Во сне он замерзал.
И холод странным образом выдергивал в явь, правда, в ней же оставался.
Оден расхаживал по комнате, всякий раз замирая перед дверью, порой касаясь ручки, не решаясь открыть. Ему нужно было тепло, но не настолько, чтобы о нем умолять.
Пока еще.
Остановившись у стены, Оден уперся лбом в камень.
Он был дома.
В старом поместье. В своей комнате, где ничего-то за пять лет не изменилось. И даже ставни заедали по-прежнему. Но теперь эта неизменность казалась утонченной издевкой.
Виттар стал другим.
И сам Оден.
— Все сложно, правда? — Шепот тумана раздавался в ушах, и Оден попытался стряхнуть его. — Ты верил, что стоит дойти — и все закончится?

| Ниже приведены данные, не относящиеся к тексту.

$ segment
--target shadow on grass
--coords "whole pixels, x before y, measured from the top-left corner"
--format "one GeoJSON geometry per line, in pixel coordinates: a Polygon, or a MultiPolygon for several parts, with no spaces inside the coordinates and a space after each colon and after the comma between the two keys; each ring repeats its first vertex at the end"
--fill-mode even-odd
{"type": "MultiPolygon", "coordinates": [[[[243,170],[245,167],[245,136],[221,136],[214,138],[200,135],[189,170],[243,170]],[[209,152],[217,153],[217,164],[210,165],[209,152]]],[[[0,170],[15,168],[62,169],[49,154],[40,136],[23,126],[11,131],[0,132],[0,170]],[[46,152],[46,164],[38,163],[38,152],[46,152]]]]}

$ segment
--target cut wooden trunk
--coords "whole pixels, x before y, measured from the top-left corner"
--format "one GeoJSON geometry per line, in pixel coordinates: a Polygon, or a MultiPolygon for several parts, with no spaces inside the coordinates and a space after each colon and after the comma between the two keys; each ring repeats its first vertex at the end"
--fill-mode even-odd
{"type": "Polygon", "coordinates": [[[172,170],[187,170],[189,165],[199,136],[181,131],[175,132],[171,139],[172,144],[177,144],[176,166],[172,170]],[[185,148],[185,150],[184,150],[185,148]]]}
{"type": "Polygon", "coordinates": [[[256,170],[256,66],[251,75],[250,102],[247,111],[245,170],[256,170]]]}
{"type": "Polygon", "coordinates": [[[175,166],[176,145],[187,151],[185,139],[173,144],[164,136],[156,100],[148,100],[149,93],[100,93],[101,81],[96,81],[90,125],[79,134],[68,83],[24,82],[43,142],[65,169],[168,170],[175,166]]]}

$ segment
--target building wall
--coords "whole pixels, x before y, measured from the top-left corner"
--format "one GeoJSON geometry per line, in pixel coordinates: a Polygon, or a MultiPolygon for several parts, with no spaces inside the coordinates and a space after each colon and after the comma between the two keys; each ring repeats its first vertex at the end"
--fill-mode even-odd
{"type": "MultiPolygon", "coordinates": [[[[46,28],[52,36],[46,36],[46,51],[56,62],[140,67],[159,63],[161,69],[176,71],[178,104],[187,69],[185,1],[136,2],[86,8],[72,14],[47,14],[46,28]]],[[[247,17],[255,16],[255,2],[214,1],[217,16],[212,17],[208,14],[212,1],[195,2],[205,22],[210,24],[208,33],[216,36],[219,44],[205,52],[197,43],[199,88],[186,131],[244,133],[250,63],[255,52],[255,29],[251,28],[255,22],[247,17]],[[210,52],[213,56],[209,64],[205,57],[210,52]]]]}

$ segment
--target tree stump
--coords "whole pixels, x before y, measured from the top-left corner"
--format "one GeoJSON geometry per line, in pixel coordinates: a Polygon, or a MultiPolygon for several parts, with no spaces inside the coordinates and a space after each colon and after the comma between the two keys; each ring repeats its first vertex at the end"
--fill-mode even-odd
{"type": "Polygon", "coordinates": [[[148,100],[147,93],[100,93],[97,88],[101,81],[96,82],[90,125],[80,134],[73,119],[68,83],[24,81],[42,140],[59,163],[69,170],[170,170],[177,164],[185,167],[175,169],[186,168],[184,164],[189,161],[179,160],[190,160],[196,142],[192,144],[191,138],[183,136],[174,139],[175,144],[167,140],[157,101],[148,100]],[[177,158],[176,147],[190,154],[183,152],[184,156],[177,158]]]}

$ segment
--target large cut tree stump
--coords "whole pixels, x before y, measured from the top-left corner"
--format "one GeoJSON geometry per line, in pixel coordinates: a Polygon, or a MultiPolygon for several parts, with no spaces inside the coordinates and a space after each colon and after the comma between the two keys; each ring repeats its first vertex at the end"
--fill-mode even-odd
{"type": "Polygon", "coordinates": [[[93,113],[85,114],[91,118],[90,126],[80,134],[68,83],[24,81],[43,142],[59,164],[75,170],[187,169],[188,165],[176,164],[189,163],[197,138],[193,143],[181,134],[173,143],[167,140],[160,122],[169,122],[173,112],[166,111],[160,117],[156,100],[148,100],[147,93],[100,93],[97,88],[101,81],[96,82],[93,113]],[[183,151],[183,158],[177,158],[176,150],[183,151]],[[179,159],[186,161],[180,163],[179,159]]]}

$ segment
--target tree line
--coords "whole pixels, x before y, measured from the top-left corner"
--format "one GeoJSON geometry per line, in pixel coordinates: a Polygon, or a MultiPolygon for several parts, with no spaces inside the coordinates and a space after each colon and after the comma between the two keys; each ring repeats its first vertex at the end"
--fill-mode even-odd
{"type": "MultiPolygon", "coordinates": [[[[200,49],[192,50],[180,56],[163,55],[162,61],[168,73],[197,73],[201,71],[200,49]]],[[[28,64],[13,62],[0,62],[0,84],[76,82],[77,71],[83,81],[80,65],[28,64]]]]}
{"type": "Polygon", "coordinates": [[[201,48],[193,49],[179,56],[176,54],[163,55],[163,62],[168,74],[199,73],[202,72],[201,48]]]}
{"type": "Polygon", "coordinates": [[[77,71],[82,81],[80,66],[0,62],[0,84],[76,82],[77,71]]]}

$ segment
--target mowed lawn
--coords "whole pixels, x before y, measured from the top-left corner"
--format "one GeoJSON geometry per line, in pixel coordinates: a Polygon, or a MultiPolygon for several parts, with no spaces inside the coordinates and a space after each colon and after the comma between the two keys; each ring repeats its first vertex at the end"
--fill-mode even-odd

— Почему ты не оставишь меня в покое?
Ей нельзя отвечать. Да и нет ее здесь и сейчас, иначе засекли бы. Выходит, Оден и вправду сошел с ума, возможно, Виттару следовало бы согласиться на лечение…
— Мне казалось, тебе нужно с кем-то поговорить. А лечение убило бы тебя. И не только тебя. Но если ты стремишься умереть, то…
В оружейной комнате великолепная коллекция клинков. И надо лишь решиться.
— Нет.
— То есть жить ты хочешь? — Смешок, и сеть яви дрожит и рвется, пропуская лозы тумана. — Несмотря ни на что?
— Не знаю.
Раньше хотел. Выживал. Цеплялся. Было ради чего… а теперь вот.
— У тебя была невеста, — напомнил голос.
— И есть.
У него есть невеста.
Оден улыбнулся… У него есть невеста, самая прекрасная девушка в мире. У нее светлые волосы, которые выгорают до рыжины, и кожа, пахнущая вереском и медом. Ее глаза зелены, как молодая трава. А в руках — серебро.
Он сполз по стене и, вытянув руку, коснулся белой взвеси.
— Я тебя не боюсь.
Туман отпрянул.
Оден очнулся на полу. Он видел комнату, почему-то перевернутую. И Эйо. Она сидела на корточках и крепко сжимала его голову.
— Опять? — скорее по губам прочел, чем услышал.
— Все хорошо.
Ее руки были восхитительно горячи.
— Я вижу. Ты… кричал.
— Что?
Шевелиться не хотелось. Лежать. Дышать. Смотреть на нее. И согреваться, пусть бы и ненадолго.
— Ничего. Просто кричал. Оден, она… опять к тебе приходила?
— Не знаю. Возможно, я просто сошел с ума. Еще там, в яме… — Оден повернулся, прижимаясь к ее бедру. — Это самое простое объяснение. А самое простое обычно является и самым верным.
— Ты сам в это не веришь. — Эйо хмурится.
— Я уже и сам не знаю, во что верю. Спасибо.
— За что?
— За то, что пришла.
И прежде чем она снова отвернулась, Оден встал.
— Почему ты молчал?
Не отвернулась. Смотрит снизу вверх, ждет ответа. А Оден и сам не знает, что ответить. Молчал. И молчал бы дальше столько, на сколько хватило бы сил.
Ему не нужна жалость.
А что тогда?
— Там, — Эйо скрестила ноги и уперлась ладонями в колени, — этот пришел… который интервьюер. И с ним еще двое… ждут внизу… и они собираются делать дагеротип. А я… — Она провела по бархатным штанишкам, на сей раз светло-желтого оттенка. — Я непохожа на леди.
— Совершенно непохожа, — согласился Оден и протянул руку. — Ты хочешь переодеться?
— Да… и нет… и вообще зачем это надо? — А взгляд обреченный.
— Так принято, радость моя. Они не станут задавать тебе неудобных вопросов. А если станут, то отвечать вовсе не обязательно. Поверь, интервью — это не страшно.
Скоро Оден понял, что ошибался.
Их и вправду было трое. Высокий молодой щенок в белом твидовом костюме, который сидел слишком хорошо, чтобы быть купленным в магазине готовой одежды. К костюму прилагались лаковые ботинки с узкими и длинными носами, котелок и лорнет на длинной рукояти.
На лице щенка застыло выражение безмерной усталости.
Он покачивал ногой, помахивал моноклем и едва ли не зевал от скуки.
Сопровождающие были попроще, из той репортерской братии, с которой Одену случалось иметь дело прежде. Невысокие, они походили друг на друга не столько лицом, сколько манерами и одеждой, равно недорогой, в меру измятой и ношеной. Репортер глядел на них свысока и брезгливо морщился, словно досадуя, что приходится иметь дело с личностями столь недостойными.
Из Сурьмы паренек, не из первой ветки, но крови сильной. И странно, что такой пошел в газетчики, неужели род не нашел ему лучшего применения?